The techniques for confronting such a physician are fit subjects for discussion, but not in this short space. The point of such a meeting is to identify the problematic behaviors, outline the expected improvements, and note the consequences of not complying. Expressing the wish to help is also essential. Referral for clinical evaluation of the problem is often appropriate, out of which treatment recommendations may flow. Referral to the state Physician Health Program will facilitate this process.

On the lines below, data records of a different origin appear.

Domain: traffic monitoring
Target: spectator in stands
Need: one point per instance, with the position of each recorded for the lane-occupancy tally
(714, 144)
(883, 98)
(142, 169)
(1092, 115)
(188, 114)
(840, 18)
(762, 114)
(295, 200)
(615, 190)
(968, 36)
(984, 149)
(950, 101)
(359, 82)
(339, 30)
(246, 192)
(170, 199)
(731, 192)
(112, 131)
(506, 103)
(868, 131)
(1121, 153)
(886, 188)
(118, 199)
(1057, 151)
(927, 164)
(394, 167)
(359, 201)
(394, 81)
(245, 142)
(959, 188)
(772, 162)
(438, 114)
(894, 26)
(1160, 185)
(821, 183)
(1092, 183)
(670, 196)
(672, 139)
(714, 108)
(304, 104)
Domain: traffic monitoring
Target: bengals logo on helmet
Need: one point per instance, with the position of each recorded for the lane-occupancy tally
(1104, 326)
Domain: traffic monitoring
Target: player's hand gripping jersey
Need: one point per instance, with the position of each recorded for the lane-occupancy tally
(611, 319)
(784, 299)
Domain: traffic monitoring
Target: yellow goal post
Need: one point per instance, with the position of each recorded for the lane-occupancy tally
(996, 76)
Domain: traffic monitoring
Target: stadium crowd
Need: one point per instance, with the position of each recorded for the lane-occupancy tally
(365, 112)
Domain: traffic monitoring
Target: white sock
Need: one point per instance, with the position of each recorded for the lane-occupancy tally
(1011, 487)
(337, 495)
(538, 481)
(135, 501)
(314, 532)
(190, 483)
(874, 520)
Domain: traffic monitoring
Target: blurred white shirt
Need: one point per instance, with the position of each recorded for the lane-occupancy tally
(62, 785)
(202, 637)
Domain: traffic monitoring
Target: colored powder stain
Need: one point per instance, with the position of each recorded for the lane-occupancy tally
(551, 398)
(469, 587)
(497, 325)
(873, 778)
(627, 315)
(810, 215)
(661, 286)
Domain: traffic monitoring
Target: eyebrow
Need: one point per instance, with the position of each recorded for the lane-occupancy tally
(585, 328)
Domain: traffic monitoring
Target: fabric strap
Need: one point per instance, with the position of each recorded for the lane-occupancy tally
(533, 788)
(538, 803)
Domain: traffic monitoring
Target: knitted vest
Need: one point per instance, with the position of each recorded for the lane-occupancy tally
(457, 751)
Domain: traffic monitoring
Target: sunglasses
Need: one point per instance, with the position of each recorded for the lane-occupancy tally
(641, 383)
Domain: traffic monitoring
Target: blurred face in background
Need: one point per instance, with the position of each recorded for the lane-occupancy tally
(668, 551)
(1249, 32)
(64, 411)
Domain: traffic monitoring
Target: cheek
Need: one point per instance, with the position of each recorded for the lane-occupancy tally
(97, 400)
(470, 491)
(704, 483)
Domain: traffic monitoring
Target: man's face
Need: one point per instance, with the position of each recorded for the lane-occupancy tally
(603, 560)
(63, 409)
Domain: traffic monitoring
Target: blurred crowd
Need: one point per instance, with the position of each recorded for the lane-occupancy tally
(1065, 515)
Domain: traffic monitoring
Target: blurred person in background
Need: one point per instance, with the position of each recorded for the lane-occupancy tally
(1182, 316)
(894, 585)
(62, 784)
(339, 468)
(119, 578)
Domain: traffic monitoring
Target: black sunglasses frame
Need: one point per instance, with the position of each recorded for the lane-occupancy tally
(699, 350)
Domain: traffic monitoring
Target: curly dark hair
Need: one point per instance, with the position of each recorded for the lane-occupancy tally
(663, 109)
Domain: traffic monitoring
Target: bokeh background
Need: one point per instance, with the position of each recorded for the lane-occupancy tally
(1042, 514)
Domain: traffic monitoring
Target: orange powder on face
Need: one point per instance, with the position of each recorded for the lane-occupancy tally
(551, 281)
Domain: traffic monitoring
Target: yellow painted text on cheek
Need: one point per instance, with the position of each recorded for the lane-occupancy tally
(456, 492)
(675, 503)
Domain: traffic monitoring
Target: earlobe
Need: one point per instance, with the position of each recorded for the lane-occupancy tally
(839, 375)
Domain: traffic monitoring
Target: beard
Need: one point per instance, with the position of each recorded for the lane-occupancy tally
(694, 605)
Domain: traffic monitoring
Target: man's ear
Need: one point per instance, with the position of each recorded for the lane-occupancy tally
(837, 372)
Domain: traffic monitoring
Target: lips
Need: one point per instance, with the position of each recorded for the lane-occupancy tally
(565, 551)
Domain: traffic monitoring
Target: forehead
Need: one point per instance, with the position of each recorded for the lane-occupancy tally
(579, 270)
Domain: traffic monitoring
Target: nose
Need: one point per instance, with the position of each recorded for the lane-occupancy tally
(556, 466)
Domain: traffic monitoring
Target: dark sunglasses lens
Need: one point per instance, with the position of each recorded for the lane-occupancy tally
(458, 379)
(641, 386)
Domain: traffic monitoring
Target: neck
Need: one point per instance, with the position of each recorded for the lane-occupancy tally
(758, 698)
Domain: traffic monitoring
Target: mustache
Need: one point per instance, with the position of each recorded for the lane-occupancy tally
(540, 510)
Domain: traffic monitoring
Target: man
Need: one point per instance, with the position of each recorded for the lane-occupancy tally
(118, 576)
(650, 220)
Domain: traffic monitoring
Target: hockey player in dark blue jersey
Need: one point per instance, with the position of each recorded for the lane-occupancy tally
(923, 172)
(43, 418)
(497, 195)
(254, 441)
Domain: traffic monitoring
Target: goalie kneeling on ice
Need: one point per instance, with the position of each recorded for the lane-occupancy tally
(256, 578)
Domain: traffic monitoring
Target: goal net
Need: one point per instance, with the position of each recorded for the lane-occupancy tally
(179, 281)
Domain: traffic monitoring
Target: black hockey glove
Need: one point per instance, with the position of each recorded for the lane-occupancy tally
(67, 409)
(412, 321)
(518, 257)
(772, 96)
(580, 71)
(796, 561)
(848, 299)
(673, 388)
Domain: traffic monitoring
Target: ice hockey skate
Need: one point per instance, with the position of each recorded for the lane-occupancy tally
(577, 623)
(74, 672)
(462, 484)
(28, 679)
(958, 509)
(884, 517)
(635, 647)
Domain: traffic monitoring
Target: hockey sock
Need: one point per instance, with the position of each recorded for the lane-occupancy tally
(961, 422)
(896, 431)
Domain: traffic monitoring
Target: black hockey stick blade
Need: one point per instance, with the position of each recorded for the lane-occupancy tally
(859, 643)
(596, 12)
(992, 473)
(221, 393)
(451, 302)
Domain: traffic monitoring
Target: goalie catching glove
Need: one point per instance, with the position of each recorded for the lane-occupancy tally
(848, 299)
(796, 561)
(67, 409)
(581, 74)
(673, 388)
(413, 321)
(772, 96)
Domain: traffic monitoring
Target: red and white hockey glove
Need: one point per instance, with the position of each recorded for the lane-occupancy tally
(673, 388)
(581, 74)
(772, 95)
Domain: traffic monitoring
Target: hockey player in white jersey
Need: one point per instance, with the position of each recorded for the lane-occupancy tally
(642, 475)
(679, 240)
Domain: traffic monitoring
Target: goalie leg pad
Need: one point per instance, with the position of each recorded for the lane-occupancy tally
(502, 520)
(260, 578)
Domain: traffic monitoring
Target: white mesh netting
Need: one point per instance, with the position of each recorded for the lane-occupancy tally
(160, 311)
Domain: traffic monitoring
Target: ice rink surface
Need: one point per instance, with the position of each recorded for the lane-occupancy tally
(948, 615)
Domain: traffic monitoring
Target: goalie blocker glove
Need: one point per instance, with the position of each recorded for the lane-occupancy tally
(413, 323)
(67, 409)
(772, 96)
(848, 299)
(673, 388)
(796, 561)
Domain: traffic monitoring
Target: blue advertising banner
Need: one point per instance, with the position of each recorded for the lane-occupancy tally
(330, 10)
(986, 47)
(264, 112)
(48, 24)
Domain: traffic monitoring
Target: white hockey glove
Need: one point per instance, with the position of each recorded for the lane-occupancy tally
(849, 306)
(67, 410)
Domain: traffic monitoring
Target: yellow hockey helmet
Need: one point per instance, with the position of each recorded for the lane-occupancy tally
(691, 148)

There are a couple of expressions, buzz-words of medicine, which bear discussing. Physician impairment is the inability to practice medicine with reasonable skill and safety as a result of illness or injury. Most ill physicians are not impaired at work, because, especially in chronic illness, they adapt to their condition and protect the workplace for as long as possible. The corollary of this is that if the workplace is impacted it is likely a late stage of the illness. In Dr. Wells's case, her work is impacted. Her social skills and judgment are affected. But we don't know whether or not she is ill, so as of now, technically, I would not describe her as impaired. I would simply say that she has behavioral problems and poor judgment with intact technical skills. Physicians with behavioral problems are often termed "disruptive physicians." I don't like this term because not all behavioral problems manifest as disruption; plus, it sounds judgmental. The term reflects the anger or upset which Dr. Wells's colleagues, students, patients, and administrators likely feel toward her. It is important for those trying to intervene and help Dr. Wells to be cognizant of such anger, and to speak to and work with her from a more balanced stance.

References

  1. Gendel MH. Disruptive behaviors, personality problems, and boundary violations. In: Goldman LS, Myers M, Dickstein LJ, eds. The Handbook of Physician Health. Chicago: AMA Press; 2000:138-160.

Citation

Virtual Mentor. 2003;5(9):362-365.

DOI

10.1001/virtualmentor.2003.5.9.ccas2-0309.

The people and events in this case are fictional. Resemblance to real events or to names of people, living or dead, is entirely coincidental. The viewpoints expressed in this article are those of the author(s) and do not necessarily reflect the views and policies of the AMA.